Moscou, 22décembre (APIC) «Ouverture» et «respect mutuel» sont les motsclefs qui ont présidé à la réunion, la semaine dernière, à Moscou, des délégations du Saint-Siège, présidée par le cardinal Edward Idris Cassidy,

président du Conseil pontifical pour la Promotion de l’Unité des chrétiens

et celle du Patriarcat de Moscou, presidée par le Métropolite Cyrill de

Smolensk et Kaliningrad, chargé des relations extérieures au sein de

l’Eglise orthodoxe russe.

La rencontre comportait trois sujets principaux de préoccupation: la

violence entre chrétiens, l’expansion des gréco-catholiques (uniates) en

«territoire orthodoxe» et la prolifération des sectes.

Des deux côtés s’est d’abord exprimé la préoccupation «unanime» devant

les manifestations d’intolérance religieuse et de nationalisme dans la région Ouest de l’Ukraine et en Transcarpatie, la violence étant incompatible

avec les principes de la morale chrétienne. Le document de Balamand de 1993

demandait déjà aux chrétiens des deux confessions «d’éviter la violence,

qu’elle soit physique, verbale ou morale». Elle ne peut qu’aggraver les désaccords interconfessionnels.

Pour sa part, la délégation orthodoxe a exprimé son inquiétude devant

l’expansion de l’Eglise gréco-catholique dans la région Est de l’Ukraine.

Pour remédier à cette instabilité confessionnelle, on est tombé d’accord

pour inviter les parties en présence sur le terrain à se rencontrer rapidement en présence des deux délégations.

Prolifération des sectes

Pour ce qui est de la prolifération des sectes et des soit-disant nouveaux mouvements religieux, on a diagnostiqué une crise semblable en Russie

à celle que vit l’Amérique latine. Le danger est réel pour les fondements

religieux et moraux des communautés chrétiennes.

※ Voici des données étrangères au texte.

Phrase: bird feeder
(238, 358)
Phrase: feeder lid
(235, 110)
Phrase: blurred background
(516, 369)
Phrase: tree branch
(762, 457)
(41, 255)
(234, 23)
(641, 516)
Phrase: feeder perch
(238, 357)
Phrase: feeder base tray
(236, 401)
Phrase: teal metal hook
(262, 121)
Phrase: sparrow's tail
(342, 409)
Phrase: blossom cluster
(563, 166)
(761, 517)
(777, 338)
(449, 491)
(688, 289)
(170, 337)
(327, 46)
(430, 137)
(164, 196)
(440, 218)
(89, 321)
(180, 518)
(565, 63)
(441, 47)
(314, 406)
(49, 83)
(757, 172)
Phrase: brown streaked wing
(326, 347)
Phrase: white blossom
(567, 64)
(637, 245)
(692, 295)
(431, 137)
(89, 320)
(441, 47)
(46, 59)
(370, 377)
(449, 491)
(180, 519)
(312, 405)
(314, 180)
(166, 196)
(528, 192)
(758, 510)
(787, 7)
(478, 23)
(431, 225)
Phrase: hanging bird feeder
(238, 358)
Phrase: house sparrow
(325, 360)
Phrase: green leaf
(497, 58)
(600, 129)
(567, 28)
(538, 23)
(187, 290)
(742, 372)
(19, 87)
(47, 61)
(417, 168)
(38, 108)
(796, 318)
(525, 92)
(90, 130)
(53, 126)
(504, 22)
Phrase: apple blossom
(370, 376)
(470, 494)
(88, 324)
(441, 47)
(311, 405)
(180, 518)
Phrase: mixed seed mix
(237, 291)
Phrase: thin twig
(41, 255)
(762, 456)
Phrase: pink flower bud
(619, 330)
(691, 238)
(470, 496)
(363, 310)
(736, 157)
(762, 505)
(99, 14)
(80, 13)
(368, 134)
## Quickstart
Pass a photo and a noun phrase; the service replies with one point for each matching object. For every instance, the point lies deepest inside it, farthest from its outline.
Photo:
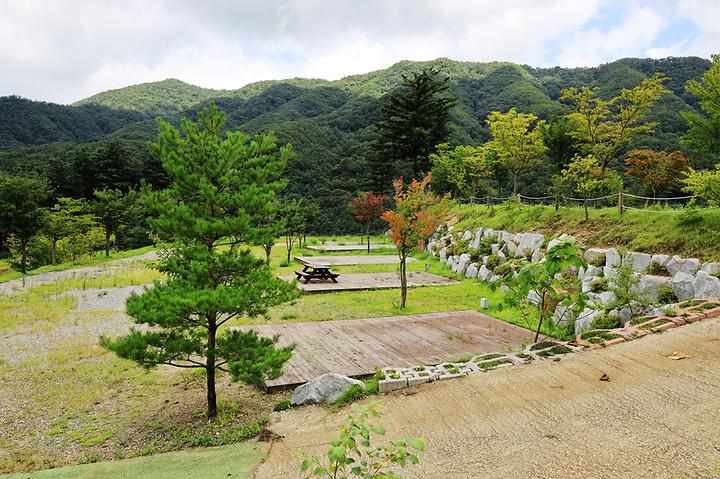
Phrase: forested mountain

Une Conférence interconfessionnelle réunissant théologiens, historiens

de l’Eglise et experts en missiologie a été décidée, de façon à contribuer

ensemble à la préservation de «l’intégrité» de la vie des Eglises. De telles rencontres régulières mettent en oeuvre les principes de la coopération

en vue du Grand Jubilé de l’Incarnation, en l’an 2000, comme un témoignage

visible du salut apporté par le Christ. (apic/imed/ba)

22 décembre 1996 | 00:00
par webmaster@kath.ch
Temps de lecture : env. 1  min.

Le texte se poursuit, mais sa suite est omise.